Fig. 3: CryoEM structures of oxidized and reduced MoFeP.

A 2.39-Å resolution cryoEM structure of oxidized P²⁺ AvMoFeP obtained using the chameleon aerobically (without protective oil or NaDT). The C₂ symmetry axis is indicated. B The EM density for the homocitrate-FeMoco ligand of the oxidized MoFeP does not exhibit significant change or damage. C The oxidized P-cluster (P²⁺ state) from the sample prepared aerobically (A) indicates clear density for linkages between the α¹C88 amide backbone nitrogen with Fe5 (green arrow) and the β¹S88 side-chain with Fe6 (red arrow) of the P-cluster. D 2.08-Å resolution cryoEM structure of reduced P^N AvMoFeP obtained using the (an)aerobic chameleon protocol with protective oil and 60 mM NaDT. E The homocitrate and FeMoco do not show significant changes in the reduced MoFeP structure. F The linkages indicative of O₂ damage are lacking in the (an)aerobically-prepared MoFeP, indicating a reduced P^N P-cluster (red and green arrows).
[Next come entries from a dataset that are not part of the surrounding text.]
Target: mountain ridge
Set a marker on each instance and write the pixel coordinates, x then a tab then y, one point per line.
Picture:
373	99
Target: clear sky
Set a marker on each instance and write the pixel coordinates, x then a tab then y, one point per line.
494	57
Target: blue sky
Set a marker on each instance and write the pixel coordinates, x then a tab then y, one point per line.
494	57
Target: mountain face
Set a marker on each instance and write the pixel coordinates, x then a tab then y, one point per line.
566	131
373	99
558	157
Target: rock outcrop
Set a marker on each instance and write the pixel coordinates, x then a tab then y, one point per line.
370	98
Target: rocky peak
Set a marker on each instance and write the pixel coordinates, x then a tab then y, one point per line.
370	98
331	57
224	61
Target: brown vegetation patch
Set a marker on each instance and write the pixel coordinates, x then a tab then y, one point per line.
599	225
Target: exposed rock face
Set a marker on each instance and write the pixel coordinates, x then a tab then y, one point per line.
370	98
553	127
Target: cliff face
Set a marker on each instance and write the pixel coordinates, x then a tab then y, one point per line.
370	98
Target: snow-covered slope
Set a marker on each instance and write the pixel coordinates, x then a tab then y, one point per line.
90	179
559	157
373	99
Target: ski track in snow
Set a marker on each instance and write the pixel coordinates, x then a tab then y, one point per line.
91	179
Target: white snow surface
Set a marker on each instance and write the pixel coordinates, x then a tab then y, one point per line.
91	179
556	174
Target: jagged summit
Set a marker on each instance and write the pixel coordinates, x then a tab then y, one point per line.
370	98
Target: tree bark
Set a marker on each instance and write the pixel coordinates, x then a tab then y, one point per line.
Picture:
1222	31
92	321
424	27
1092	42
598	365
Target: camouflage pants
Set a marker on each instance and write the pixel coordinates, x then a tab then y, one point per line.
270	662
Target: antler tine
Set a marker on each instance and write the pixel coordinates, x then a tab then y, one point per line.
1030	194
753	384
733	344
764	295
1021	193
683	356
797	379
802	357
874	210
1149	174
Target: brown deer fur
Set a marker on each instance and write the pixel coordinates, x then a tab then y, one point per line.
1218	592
G 2.08-Å resolution cryoEM structure of reduced P^N AvMoFeP obtained using the (an)aerobic chameleon protocol with protective oil and 20 mM NaDT. H The EM density for the homocitrate-FeMoco ligand of the reduced MoFeP does not exhibit significant change or damage. I The reduced P^N P-cluster from the sample prepared anaerobically lacks clear density for linkages between the α¹C88 amide backbone nitrogen with Fe5 (green arrow) and the β¹S88 side-chain with Fe6 (red arrow) of the P-cluster. J 2.19-Å resolution cryoEM structure of reduced (P^N) AvMoFeP obtained using the (an)aerobic chameleon protocol with protective oil and 5 mM NaDT. K Similar to (B), the homocitrate and FeMoco do not show significant changes in the reduced MoFeP structure. L The linkages indicative of O₂ damage are lacking in the (an)aerobically-prepared MoFeP, indicating a reduced P^N P-cluster (red and green arrows. B, C, E, F, H, I, K, L) Surrounding residues were rendered transparent for clarity.